Jadilah Orang Kristen yang Baik Hati

Jadilah Orang Kristen yang Baik Hati

Oleh Pendeta Doug Batchelor

Alkitab mengatakan bahwa ketika kita mempelajari ciptaan Allah, kita dapat melihat kebenaran-Nya. Dan semakin saya mempelajari lebah, semakin saya takjub dengan pelajaran yang dapat dipetik dari ciptaan-Nya. Lebah bukan hanya makhluk yang menakjubkan yang memainkan peran penting di dunia kita, tetapi kita juga dapat belajar banyak dari mereka tentang bagaimana menjadi anggota keluarga dan jemaat yang lebih baik.

Tentu saja, ada banyak jenis lebah — sekitar 20.000 spesies yang berbeda! Namun untuk saat ini, saya ingin secara khusus berfokus pada lebah madu biasa.

Saya yakin Tuhan menciptakan lebah madu untuk tujuan yang sangat istimewa, lebih dari sekadar penyerbukan bunga, yang membantu kita menanam tanaman sehingga kita memiliki makanan. Dia menciptakan mereka untuk memberi kita wawasan khusus tentang sifat-Nya dan apa yang Dia inginkan dari kita.

Jadi, mari kita mendekat untuk melihat lebih dekat apa yang bisa kita temukan dari serangga terbang yang menakjubkan ini!

Lebah yang Pekerja Keras
Pernahkah Anda mendengar ungkapan “sibuk seperti lebah”? Ada alasan yang sangat baik untuk itu, karena lebah adalah salah satu pekerja terkeras di alam.

Fakta Menakjubkan: Untuk membuat satu sendok makan madu untuk roti panggangmu di pagi hari, seekor lebah harus mengunjungi 4.200 bunga! Seekor lebah pekerja akan melakukan hingga 10 perjalanan sehari, mengunjungi 400 bunga. Dan untuk membuat satu pon madu, lebah pekerja perlu mengunjungi lebih dari 3 juta bunga dan menempuh jarak setara dengan tiga kali keliling dunia!

Tentu saja, mereka tidak keberatan melakukannya, karena mereka peduli pada sarang mereka.
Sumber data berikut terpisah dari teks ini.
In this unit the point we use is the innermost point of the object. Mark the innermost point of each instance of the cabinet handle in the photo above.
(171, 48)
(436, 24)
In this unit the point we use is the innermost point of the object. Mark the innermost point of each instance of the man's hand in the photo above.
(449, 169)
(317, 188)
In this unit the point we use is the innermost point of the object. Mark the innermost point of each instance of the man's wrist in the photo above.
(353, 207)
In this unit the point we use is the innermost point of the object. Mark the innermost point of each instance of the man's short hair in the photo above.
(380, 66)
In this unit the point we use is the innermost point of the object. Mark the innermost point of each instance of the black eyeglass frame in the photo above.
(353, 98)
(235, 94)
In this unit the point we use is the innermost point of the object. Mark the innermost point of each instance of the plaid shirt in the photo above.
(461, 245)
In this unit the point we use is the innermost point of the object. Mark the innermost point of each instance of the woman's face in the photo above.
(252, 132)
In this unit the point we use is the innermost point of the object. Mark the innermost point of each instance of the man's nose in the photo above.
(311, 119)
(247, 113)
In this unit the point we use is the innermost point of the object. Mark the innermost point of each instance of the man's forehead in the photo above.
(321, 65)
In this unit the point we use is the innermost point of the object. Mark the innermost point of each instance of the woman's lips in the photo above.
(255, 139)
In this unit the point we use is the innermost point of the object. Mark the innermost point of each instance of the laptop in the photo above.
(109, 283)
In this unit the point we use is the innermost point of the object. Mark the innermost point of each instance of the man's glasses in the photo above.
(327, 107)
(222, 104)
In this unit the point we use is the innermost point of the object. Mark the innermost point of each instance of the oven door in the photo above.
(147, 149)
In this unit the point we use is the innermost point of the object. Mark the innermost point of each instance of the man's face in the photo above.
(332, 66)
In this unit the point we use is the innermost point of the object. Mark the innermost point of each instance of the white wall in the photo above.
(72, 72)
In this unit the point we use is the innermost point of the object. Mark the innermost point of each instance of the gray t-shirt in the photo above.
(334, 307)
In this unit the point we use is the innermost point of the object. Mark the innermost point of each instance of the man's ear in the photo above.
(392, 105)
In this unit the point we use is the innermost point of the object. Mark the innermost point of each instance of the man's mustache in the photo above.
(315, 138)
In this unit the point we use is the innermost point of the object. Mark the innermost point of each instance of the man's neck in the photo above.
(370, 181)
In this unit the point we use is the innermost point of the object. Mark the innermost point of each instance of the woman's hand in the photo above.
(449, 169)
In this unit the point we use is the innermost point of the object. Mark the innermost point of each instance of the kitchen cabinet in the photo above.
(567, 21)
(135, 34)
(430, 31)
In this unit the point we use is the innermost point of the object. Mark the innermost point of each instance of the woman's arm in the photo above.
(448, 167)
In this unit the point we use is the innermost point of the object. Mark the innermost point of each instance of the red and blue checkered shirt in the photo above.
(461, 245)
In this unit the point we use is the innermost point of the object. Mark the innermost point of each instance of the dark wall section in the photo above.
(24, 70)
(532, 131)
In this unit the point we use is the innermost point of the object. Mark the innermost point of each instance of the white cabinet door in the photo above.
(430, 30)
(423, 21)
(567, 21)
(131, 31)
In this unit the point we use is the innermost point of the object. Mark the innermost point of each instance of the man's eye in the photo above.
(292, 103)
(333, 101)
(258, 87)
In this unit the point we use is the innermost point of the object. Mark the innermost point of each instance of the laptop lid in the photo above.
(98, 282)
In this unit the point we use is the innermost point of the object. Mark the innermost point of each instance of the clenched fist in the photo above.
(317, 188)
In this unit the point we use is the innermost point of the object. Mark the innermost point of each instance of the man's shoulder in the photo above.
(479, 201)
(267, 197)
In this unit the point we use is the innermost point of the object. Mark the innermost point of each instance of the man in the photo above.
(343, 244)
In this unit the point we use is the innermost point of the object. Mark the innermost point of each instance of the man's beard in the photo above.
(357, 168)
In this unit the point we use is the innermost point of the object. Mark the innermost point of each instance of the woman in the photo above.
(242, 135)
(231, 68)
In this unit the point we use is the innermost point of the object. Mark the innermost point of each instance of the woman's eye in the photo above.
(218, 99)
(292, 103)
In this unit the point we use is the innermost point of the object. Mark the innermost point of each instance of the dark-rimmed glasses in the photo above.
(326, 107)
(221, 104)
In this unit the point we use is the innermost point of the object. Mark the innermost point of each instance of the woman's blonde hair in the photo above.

Dan semakin keras mereka bekerja, semakin bahagia dan produktif koloni mereka.

Alkitab juga menyebut orang Kristen sebagai “pekerja” (3 Yohanes 1:8). Dan tubuh Kristus, gereja Allah, sangat mirip dengan sarang lebah. Tuhan ingin kita menjadi pekerja di rumah dan gereja kita, menjadi “lebah yang sibuk” yang melakukan bagian kita untuk membuat hidup orang-orang di sekitar kita menjadi lebih manis. Alkitab juga mengatakan bahwa Yesus akan mengenali kita dari kasih kita satu sama lain. Bagian dari menunjukkan kasih itu adalah melakukan bagian kita untuk membangun tubuh Kristus.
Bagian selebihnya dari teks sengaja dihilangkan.